I can think of no greater example of the healthy amount of ambivalence Americans live with every day than that residing in the stem cell issue. Every day thousands of Americans go to in-vitro clinics to partake in the wonders of modern medicine, in these cases to be fertilized so one day they can become parents. In those cases many eggs are fertilized so that one can be born. The remaining embryos are frozen. Again, is the belief that those embryos are alive? If so why don't I hear people of faith upset about the the hundreds of thousands of frozen lives currently in America? Or the practice that creates those conditions? Some will be adopted, but the vast majority will either remain frozen or be destroyed. How come up to 45% of Americans are against stem cell research but only the the most fundamental are against freezing humans alive?

That, from a conservative Christian perspective, is only scratching the surface. There are a myriad of issues a follower of Jesus should be concerned about regarding in-vitro fertilization including bypassing the natural method of conception, usurping God’s will, and fertilizing excess embryos whose fate is uncertain. What God fearing person brings life into the world and walks away simply by signing a paper? I would expect those who claim to defend life to have a little more conviction than that.

The reason why there is no outcry about this treatment of life is because millions of believers engage in the activity that creates it. They themselves use IVF clinics for fertilization, creating embryos which hang in limbo. Christians are taught to seek God’s will, but that really only goes so far. When the issues hit home, like the desire to have children, many find themselves down at the clinic, hoping and praying not for God’s will, but for His blessing.

Regardless, the bill President Bush vetoed on behalf of life applied only to excess embryos harvested for in-vitro fertilization that would be destroyed if not used for research. The bill’s reasoning was if they’re going to be destroyed anyway, use them for research. The president believes the embryos are alive, and he vetoes the bill that leads to their death anyway, with nothing gained. How logical is that?

The lives so many conservatives are trying to defend stay frozen in labs. How does that fact sit with their consciences? I fail to understand how the agenda of life is forwarded by either keeping embryos frozen or destroying them. If they had any integrity they’d go after the entire practice of in-vitro fertilization which creates the lives that end up hanging in limbo.
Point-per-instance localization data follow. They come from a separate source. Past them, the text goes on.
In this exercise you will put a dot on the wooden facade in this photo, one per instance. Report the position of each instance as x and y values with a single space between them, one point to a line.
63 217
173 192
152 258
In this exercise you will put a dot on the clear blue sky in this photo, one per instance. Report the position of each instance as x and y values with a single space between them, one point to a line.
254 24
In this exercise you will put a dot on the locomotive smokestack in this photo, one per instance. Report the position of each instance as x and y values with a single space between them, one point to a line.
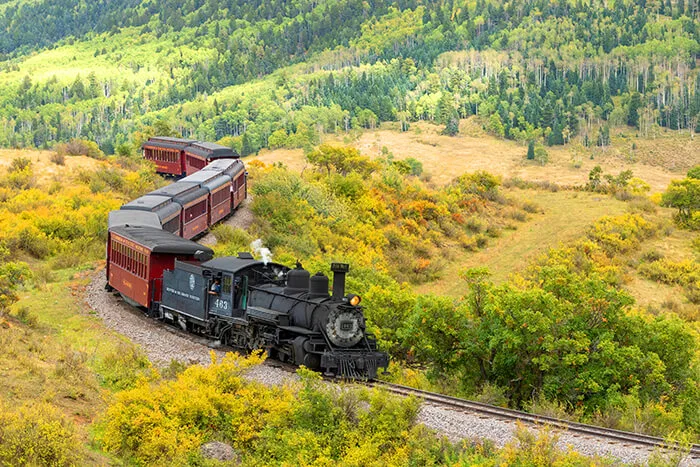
339 271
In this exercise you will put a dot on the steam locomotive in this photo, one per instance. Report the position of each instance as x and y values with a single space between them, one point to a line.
249 304
238 301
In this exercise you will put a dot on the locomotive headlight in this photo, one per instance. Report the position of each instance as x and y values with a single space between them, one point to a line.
353 299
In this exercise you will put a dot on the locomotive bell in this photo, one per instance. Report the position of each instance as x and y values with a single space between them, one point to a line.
297 281
318 286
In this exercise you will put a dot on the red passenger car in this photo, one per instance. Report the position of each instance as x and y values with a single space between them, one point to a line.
219 187
137 257
167 211
195 206
235 169
199 154
168 154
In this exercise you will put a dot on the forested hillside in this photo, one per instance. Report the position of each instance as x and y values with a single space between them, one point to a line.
492 170
544 71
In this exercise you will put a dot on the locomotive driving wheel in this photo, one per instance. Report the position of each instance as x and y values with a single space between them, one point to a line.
253 339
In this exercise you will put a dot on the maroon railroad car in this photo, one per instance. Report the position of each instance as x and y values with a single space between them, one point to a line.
199 154
195 206
168 154
235 169
219 187
137 257
168 212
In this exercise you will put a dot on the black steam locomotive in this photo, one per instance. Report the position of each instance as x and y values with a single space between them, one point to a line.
249 304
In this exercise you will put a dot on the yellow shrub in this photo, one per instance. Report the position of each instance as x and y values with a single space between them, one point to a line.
37 435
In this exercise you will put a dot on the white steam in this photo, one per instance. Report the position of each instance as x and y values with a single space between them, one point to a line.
261 251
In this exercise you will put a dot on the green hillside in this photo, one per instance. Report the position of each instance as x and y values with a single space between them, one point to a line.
498 173
544 71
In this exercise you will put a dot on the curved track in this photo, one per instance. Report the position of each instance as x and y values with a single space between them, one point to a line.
608 434
195 350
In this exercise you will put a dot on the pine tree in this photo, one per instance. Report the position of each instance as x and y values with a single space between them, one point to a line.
633 112
246 146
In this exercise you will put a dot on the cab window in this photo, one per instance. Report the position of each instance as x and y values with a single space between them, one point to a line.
226 286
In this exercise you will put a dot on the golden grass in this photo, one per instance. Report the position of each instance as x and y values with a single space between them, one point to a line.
565 218
567 214
675 247
446 157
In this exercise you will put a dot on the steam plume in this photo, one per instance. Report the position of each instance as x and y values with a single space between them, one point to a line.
261 251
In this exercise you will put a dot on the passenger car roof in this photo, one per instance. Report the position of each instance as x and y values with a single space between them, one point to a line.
162 241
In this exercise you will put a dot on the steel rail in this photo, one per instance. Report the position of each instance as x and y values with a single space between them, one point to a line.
624 437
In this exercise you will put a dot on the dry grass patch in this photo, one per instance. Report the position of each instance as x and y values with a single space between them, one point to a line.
655 160
565 218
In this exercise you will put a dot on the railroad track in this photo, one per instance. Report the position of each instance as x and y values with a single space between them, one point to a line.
612 436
This debate turns not on any type of logic or reasoning but on emotion. At the White House ceremony today the president was surrounded by happy children born as a result of embryo adoption. It is wonderful that those children could be brought out of their frozen state, and nurtured to birth. Their lives represent a miracle of science and belief in the sanctity of life. But the fact is that none of the embryos affected by today's bill would have survived anyway. No life was saved by vetoing the bill. The question has never been about how many lives are being saved--the President has never tried to stop embryo "murder"--but how many lives are being lost now that no research can be conducted on cells that were doomed to die anyway.
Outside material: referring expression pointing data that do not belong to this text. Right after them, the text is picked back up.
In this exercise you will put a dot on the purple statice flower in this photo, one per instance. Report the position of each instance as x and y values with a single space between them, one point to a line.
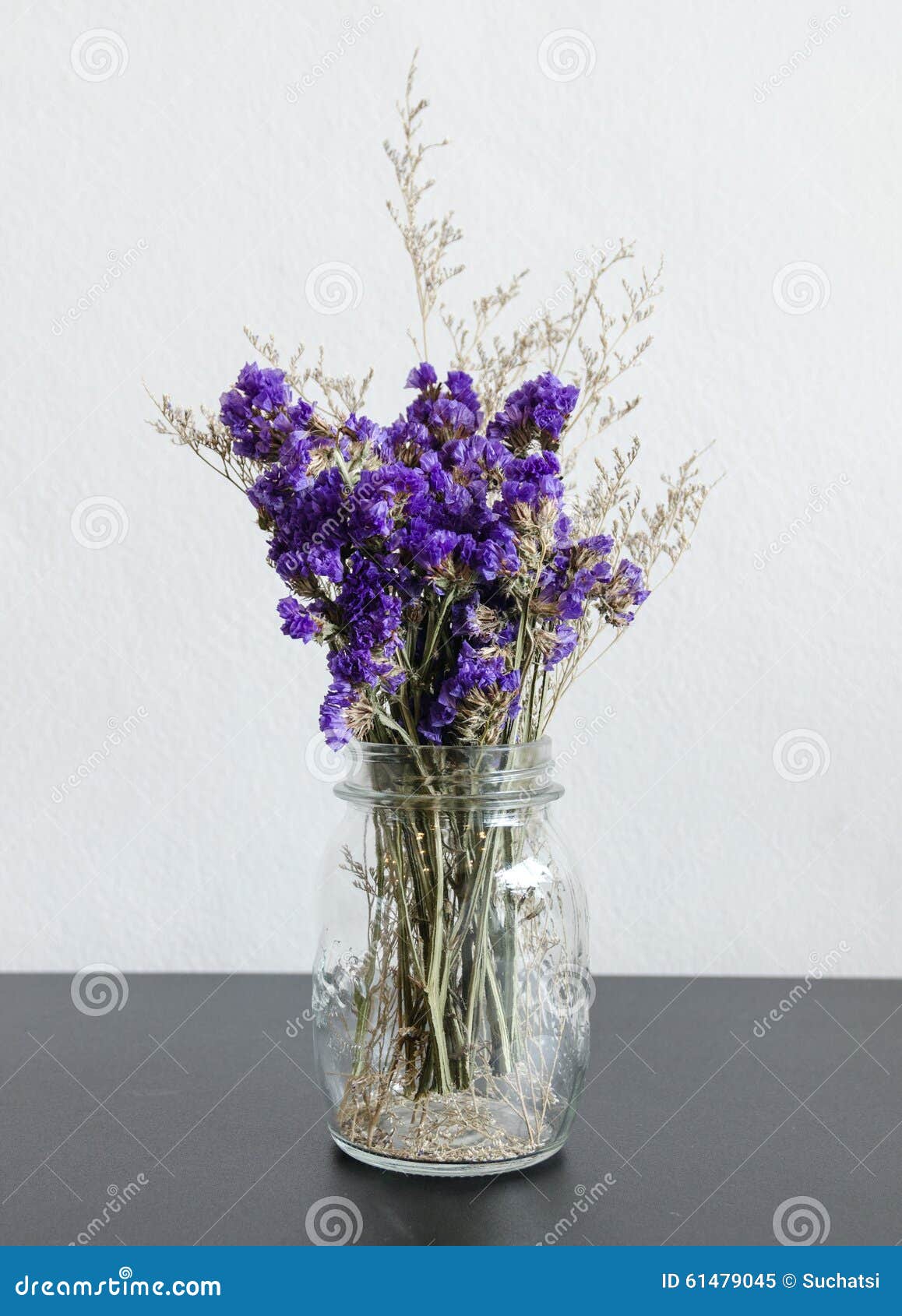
535 413
261 415
625 593
480 690
335 711
421 377
455 413
460 386
534 480
298 621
Science remains a tricky double-edged sword most fundamentalists just can’t seem to wield accurately. Many use it to enhance their own lives, even at the expense of life by their own definition. We will be judged, if not in this life, then surely in the next, by our conscience and by our reasoning. Those who believe life begins at conception and participate in its creating and discarding carry a heavy burden. Ignoring certain facts will not alleviate responsibility. Often those yelling the loudest are indict themselves. They protest too much. They would do well to go and learn what this means: blessed is the man who does not condemn himself by what he believes.